Herr Wolffsohn, Sie haben sich immer als deutsch-jüdischen Patrioten bezeichnet. Gab es Zeiten, in denen mal der deutsche Anteil überwog, mal der jüdische?
Ich kenne kein diesbezügliches Messgerät und kann deshalb diese Frage nicht präzise beantworten. Nicht einmal ein Genie wie Shakespeare hat das jeweils beschriebene Ich auf nur eine oder zwei Dimensionen zusammenschrumpfen lassen. Ich bin zwar jüdisch, doch leider kein Genie und muss daher passen. Jedenfalls bin ich deutschjüdisch oder, wenn Sie wollen, jüdischdeutsch.
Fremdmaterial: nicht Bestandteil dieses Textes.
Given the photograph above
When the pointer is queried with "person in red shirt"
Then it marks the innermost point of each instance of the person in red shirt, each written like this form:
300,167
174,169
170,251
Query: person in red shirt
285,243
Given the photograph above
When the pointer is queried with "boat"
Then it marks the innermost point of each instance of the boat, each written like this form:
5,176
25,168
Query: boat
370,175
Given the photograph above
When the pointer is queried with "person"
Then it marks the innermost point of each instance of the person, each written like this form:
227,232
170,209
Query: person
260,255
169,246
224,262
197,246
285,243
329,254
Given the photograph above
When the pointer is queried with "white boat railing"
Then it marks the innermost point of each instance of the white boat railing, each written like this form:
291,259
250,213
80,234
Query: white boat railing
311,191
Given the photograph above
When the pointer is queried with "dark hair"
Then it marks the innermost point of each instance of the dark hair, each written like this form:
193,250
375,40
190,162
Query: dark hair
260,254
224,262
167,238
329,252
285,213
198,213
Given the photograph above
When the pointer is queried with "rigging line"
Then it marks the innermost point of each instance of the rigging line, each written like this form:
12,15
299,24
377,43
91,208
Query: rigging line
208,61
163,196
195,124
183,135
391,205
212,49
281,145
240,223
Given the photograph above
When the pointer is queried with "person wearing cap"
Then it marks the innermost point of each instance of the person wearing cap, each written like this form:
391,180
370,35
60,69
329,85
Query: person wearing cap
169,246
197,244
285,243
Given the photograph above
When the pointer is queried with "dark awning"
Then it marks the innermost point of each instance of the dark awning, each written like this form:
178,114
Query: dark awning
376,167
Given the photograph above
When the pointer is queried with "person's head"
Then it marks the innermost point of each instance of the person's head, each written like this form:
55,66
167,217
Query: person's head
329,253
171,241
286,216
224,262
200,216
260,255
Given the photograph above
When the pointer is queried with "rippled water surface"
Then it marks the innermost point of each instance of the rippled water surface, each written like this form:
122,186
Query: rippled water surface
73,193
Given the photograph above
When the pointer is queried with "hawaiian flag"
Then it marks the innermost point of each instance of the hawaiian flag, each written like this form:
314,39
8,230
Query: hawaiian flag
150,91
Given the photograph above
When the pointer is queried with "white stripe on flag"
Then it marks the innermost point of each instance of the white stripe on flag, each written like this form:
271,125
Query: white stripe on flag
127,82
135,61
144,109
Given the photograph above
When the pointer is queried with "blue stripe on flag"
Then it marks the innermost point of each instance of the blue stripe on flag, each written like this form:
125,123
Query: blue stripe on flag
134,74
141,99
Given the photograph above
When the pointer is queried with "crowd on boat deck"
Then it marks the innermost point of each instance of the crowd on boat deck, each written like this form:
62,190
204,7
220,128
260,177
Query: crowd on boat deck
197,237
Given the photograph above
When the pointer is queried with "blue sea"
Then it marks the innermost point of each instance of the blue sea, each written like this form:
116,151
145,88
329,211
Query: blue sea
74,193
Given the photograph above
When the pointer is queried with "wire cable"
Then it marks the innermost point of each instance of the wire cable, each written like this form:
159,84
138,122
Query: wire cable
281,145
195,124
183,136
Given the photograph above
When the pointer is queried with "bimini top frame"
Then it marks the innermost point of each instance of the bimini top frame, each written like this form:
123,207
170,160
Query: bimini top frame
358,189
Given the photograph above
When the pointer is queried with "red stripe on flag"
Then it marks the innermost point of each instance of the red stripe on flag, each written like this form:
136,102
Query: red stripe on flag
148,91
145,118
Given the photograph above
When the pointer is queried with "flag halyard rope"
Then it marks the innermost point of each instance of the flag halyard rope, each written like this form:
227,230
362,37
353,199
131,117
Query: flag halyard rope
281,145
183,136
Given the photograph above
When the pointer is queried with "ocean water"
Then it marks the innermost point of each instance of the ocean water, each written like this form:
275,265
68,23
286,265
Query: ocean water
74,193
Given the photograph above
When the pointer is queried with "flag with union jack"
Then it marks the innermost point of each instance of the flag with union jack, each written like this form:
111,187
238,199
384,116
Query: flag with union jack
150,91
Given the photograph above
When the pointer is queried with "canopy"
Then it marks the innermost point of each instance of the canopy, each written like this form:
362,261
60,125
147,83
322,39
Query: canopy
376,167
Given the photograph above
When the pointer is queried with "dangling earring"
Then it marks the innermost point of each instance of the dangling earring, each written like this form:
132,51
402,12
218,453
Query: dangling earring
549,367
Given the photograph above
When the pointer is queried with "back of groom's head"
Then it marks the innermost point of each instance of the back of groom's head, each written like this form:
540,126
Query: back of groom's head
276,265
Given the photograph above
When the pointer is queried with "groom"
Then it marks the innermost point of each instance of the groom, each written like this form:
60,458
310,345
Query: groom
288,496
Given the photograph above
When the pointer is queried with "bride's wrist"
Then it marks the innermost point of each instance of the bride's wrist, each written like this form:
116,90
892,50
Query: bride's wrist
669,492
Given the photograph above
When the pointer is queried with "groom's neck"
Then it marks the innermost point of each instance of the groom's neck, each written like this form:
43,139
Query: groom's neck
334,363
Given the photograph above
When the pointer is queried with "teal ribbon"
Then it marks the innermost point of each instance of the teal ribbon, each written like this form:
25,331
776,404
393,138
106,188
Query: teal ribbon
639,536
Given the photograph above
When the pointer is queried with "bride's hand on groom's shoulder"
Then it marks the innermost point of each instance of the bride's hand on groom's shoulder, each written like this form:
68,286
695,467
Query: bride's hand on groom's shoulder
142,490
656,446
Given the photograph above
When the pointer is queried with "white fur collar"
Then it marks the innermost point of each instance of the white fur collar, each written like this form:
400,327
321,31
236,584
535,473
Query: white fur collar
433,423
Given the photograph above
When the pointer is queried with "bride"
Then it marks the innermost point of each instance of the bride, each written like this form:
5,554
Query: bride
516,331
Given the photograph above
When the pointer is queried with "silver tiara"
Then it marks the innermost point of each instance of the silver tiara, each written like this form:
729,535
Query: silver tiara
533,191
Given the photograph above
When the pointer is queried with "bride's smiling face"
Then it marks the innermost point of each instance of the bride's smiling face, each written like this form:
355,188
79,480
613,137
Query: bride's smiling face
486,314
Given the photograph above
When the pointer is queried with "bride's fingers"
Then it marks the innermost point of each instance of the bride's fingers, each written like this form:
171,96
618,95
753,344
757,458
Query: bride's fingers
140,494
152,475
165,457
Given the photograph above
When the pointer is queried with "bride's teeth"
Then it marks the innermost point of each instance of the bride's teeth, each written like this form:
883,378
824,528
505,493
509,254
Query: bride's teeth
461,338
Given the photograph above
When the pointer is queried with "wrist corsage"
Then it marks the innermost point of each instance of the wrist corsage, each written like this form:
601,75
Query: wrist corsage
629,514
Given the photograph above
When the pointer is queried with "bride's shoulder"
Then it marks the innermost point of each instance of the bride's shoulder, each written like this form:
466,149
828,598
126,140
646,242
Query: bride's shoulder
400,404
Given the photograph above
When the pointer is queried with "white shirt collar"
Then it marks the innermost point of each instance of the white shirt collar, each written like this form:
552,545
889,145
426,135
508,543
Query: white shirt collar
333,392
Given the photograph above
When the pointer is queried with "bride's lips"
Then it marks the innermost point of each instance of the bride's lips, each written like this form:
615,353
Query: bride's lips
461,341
Aber bitte ohne Bindestrich. Der suggeriert Bindung, schafft aber faktisch Trennung.
Kann man das Begriffspaar »deutsch-jüdisch« als symbiotisch verstehen?
Deutschjüdisch ohne Bindestrich. Symbiose oder nicht – dieses Thema müssen wir nicht wiederkäuen. Dazu ist »alles gesagt, nur noch nicht von jedem« (Karl Valentin). Wer will, kann sowohl jüdisch als auch deutsch ganz getrennt leben. Ich will nicht. Zwei ist mehr als eins.
Inwieweit ist Ihrer Einschätzung nach »deutschjüdisch« noch ein Zukunftsmodell?
Einerseits war nie mehr deutschjüdische Zukunft als jetzt. Die große Mehrheit der Deutschen in Gesellschaft und Politik akzeptiert uns Juden ohne Wenn und Aber. Warum auch nicht? Fast jeder hier lebende Jude führt ein bürgerliches Leben, verbessert das Bruttosozialprodukt, zahlt Steuern, engagiert sich fürs Gemeinwesen, und keiner wirft Bomben. Ab und zu rücken wir in die Position der Moralinstanz, doch auch das hat zu Recht nachgelassen. Das ist die eine Seite. Das ist die andere: Ja, es gibt Distanz oder gar Feindschaft gegenüber und Gefahren für uns Juden.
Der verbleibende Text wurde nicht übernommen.